A ditadura da beleza

Se por um lado os cosméticos melhoraram de qualidade e ficaram mais acessíveis, por outro lado a ditadura da beleza impõe-se com maior força em nossa sociedade.
Cosméticos são metáforas para a beleza, que é verdadeiramente o que os consumidores procuram e desejam. Por isso os anúncios de cosméticos são tão glamurosos: na realidade vendem a ilusão da beleza. E, no desejo de melhorar nossa aparência, por vezes tão descuidada com a correria da vida moderna, muitas vezes compramos apenas “promessas”, ou seja, produtos que, na verdade, não têm a eficácia que anunciam.
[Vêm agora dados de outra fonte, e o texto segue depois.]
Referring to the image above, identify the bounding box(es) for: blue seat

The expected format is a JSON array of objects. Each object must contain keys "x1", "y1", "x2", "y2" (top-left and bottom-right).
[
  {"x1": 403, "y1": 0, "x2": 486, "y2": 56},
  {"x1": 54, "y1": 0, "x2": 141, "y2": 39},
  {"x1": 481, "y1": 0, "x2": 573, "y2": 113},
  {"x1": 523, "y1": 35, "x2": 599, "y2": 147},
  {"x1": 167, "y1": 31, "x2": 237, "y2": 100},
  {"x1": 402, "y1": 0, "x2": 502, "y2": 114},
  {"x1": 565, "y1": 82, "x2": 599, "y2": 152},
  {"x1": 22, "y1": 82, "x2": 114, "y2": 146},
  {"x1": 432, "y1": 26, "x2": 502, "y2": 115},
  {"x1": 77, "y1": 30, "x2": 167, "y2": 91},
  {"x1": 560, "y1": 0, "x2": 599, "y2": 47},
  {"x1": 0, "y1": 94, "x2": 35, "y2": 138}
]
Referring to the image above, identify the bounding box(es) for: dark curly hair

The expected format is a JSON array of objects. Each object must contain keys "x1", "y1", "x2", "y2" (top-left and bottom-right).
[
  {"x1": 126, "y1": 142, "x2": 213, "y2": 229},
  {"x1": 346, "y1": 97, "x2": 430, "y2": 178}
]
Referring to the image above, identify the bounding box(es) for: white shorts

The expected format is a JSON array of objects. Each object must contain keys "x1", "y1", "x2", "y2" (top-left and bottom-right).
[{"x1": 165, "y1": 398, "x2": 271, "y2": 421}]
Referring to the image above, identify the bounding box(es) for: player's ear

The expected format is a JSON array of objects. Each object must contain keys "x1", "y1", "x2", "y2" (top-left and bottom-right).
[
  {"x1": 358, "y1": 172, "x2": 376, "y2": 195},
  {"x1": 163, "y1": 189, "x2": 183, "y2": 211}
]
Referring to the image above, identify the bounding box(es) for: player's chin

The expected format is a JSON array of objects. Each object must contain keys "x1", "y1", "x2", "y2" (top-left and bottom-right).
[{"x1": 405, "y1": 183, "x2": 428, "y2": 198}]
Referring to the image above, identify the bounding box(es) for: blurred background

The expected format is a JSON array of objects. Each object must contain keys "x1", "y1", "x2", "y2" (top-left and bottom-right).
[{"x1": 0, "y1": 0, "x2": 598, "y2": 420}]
O que se observa, além da beleza plástica desses anúncios tão criativos e motivadores, é o discurso que as indústrias de cosméticos mantêm, insistindo para que seus produtos sejam consumidos. A idéia que subjaz aqui é a de que todos deveriam se cuidar ou procurar uma aparência mais jovem, o que não corresponde à verdade. Nem todo mundo quer mudar de aparência ou parecer mais jovem: algumas pessoas estão satisfeitas com sua aparência e não podem ser discriminadas por isso.
Por isso, atenção: para anúncios melhores, consumidoras mais atentas!